Agreed.... Also, yeah the Kimber isnt cheap by any means, but oh man it feels great shooting it. Best $1200 I spent on a pistol. .45 cal 1911


----------



## redrumredrum89 (Apr 12, 2012)

get a "high point" hahahah


----------



## Bruiser (May 21, 2011)

Hi-Point!!! LOL Mind as well buy a Kahr Arms pistol...


----------



## greenkitty7 (Jan 26, 2011)

i have a ruger LC9, and i love it... the trigger pulls really long, but hey, it has no safety, so that is kind of like the safety. not a gun you take to the range just to shoot anyway. it fits in your pocket well. I also have the crimson trace on it and love it as well.


----------



## mossyoak54 (Jan 16, 2012)

Bruiser said:


> Hi-Point!!! LOL Mind as well buy a Kahr Arms pistol...


Don't knock it till you try it. As far as reliable I've dropped over 1,000 steel casing rounds through my hi point .45 flawlessly. It stays in my four wheeler and boat and never cleaned. I wouldn't carry one as it weighs alot but good bang for your buck IMO. 


Sent from the mans IPhone.


----------



## wmredneck (Dec 6, 2011)

^man tells the truth. I sold ALOT of them and had no returns. They're just so God awful looking and heavy as a brick. 






Wishing I was home instead of on the road using TapTalk


----------



## Bruiser (May 21, 2011)

Ive shot them before. I guess its a good beater gun to keep thrown in an atv or something.... but uhhh yeah, if you can afford better, definitely do. lol


----------



## jrpro130 (May 10, 2009)

LCP or LC9, whichever you prefer! I have both and love them.

I carry the g27 most though, P3at is for when I can't dress around it, or pocket carry. LC9 is kind of a wierd inbetween for me, if I can carry the lc9 I can carry the g27 so I usually carry my baby (g27).

My theory on it, you need to carry 100% of the time (if you carry at all), so however that gets acomplished...do it! I carry 2 different guns because sometimes shorts and a t shirt you can't conceal a sub compact very well...so I use the p3at. The point is that you are carrying. Big guns make you lazy carrying and you think, oh man it's just too bulky/heavy and you end up stopping all together. 

If you get a few mins check out nutnfancy's "Obligation of Carry"

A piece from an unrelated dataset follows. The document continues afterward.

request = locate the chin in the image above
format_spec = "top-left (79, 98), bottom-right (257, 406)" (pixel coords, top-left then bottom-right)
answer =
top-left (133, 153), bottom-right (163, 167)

I know i didn't help you decide much, but I don't like the lc9 for carry...it's a nice gun and all but if I can carry that I can carry my 27.


----------



## mossyoak54 (Jan 16, 2012)

wmredneck said:


> ^man tells the truth. I sold ALOT of them and had no returns. They're just so God awful looking and heavy as a brick.
> 
> 
> 
> ...


Lol but the weight makes the .45 shoot like a .22 ha ha. They are pretty awful looking guns.


----------



## mossyoak54 (Jan 16, 2012)

Bruiser said:


> Ive shot them before. I guess its a good beater gun to keep thrown in an atv or something.... but uhhh yeah, if you can afford better, definitely do. lol


 
Thats the reason i bought it. And by all means i would not buy one as a carry weapon due to weight and size.


----------



## wmredneck (Dec 6, 2011)

Bruiser said:


> Ive shot them before. I guess its a good beater gun to keep thrown in an atv or something.... but uhhh yeah, if you can afford better, definitely do. lol


Ever seen a Comanche arms super Comanche? That is one heck of an ATV gun lol. 






Wishing I was home instead of on the road using TapTalk


----------



## J2! (May 8, 2010)

Decided to revive this thread with an update. I went with the Sig P290. Man all I can say it this gun is sweet. Shoots great and VERY accurate. I've only put a few hundred rounds through it but it worked flawlessly. At first I wasn't too crazy about the stiff trigger but I got used to it and am shooting it with very good accuracy now. Still kinda second guessing myself as it actually came down to this one or a Beretta PK40 which was the most comfortable gun I've held in my hand, it just fit my hand great. But basically went with the Sig because of reliability. Thanks for everyones suggestions.


----------



## Polaris425 (Dec 16, 2004)

I love a sig. Wish I could find an older P220 in .45


----------